Chapagaon is an attractive Newari village of tall brick houses, but its central square is cut in two by the road to Tika Bhairab and the rumbling gravel lorries rather destroy the atmosphere. Beside the road are a number of shrines, including temples to Bhairab, Krishna and Narayan, but the main attraction here is the Vajra Varahi Temple, about 500m east of the main road on the back route to Godavari (turn left by the Narayan Temple).
Set in a peaceful wood, this important Tantric temple was built in 1665 and it attracts lots of wedding parties, pilgrims and picnickers who descend en masse on Saturdays. Visitors pour milk and offerings over the statue of a bull in front of the temple and make similar offerings to the image of Vajra Varahi, an incarnation of the ‘female Buddha’ Vajrayogini.
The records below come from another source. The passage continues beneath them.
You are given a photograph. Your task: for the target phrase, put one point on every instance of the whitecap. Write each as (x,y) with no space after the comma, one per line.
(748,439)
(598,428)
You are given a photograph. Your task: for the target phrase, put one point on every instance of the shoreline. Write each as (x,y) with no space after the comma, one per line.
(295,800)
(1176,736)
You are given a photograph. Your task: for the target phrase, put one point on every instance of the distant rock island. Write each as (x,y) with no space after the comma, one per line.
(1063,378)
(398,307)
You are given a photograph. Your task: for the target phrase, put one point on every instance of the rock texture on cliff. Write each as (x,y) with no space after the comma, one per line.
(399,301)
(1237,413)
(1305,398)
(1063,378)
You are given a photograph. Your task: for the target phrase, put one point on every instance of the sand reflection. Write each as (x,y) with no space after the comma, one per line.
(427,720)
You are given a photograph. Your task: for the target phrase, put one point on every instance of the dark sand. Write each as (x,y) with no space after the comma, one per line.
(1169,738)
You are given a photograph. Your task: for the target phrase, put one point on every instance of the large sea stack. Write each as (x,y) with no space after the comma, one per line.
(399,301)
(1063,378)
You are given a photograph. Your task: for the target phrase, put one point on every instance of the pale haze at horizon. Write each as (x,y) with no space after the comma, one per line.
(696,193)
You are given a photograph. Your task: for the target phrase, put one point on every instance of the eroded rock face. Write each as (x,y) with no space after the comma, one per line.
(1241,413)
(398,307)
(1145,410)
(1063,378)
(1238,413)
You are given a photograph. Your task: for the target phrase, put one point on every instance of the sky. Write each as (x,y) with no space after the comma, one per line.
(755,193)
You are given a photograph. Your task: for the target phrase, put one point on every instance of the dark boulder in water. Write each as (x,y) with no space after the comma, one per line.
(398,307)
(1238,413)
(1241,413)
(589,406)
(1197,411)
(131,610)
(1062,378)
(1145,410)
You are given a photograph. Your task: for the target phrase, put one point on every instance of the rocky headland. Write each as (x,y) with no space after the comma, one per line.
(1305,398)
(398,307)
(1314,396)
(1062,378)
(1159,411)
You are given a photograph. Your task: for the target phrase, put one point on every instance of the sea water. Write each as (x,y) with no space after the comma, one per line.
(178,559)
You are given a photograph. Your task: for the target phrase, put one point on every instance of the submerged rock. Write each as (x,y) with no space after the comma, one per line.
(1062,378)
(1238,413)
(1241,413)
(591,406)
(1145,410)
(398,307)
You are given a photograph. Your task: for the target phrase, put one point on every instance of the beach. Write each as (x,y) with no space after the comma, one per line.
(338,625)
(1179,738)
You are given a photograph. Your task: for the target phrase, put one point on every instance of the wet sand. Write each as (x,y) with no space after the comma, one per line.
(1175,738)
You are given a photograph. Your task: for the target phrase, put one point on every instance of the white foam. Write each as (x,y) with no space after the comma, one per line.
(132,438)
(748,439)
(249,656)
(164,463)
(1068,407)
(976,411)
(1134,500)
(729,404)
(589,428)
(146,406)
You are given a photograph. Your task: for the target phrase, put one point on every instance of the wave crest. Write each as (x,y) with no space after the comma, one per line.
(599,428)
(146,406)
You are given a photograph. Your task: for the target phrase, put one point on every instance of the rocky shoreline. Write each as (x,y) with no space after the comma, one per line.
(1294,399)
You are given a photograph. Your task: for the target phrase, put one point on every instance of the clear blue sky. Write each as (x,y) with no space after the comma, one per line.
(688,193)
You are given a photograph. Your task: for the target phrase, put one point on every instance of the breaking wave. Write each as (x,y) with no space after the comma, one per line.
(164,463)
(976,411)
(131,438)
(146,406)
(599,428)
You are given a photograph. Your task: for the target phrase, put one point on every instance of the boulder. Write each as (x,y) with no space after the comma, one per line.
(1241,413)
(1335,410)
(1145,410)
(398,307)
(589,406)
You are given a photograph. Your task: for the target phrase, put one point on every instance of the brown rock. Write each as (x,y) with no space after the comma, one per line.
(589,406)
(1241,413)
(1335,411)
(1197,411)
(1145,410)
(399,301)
There are lots of birds in the forest – check the sign by the car park for a list of species.
For a bit of exploring further afield, you can head towards the Lele Valley, which runs east off the valley of the Nakhu Khola, about 5km south of Chapagaon. Few tourists make it out here and the valley offers a window into a way of life that is fast vanishing in other parts of the Kathmandu Valley.
To get to Lele, follow the trucking road south from Chapagaon to the Tika Bhairab, a large rock shrine with a multicoloured painting of Bhairab, set at the confluence of two rivers. Buses run here from Chapagaon.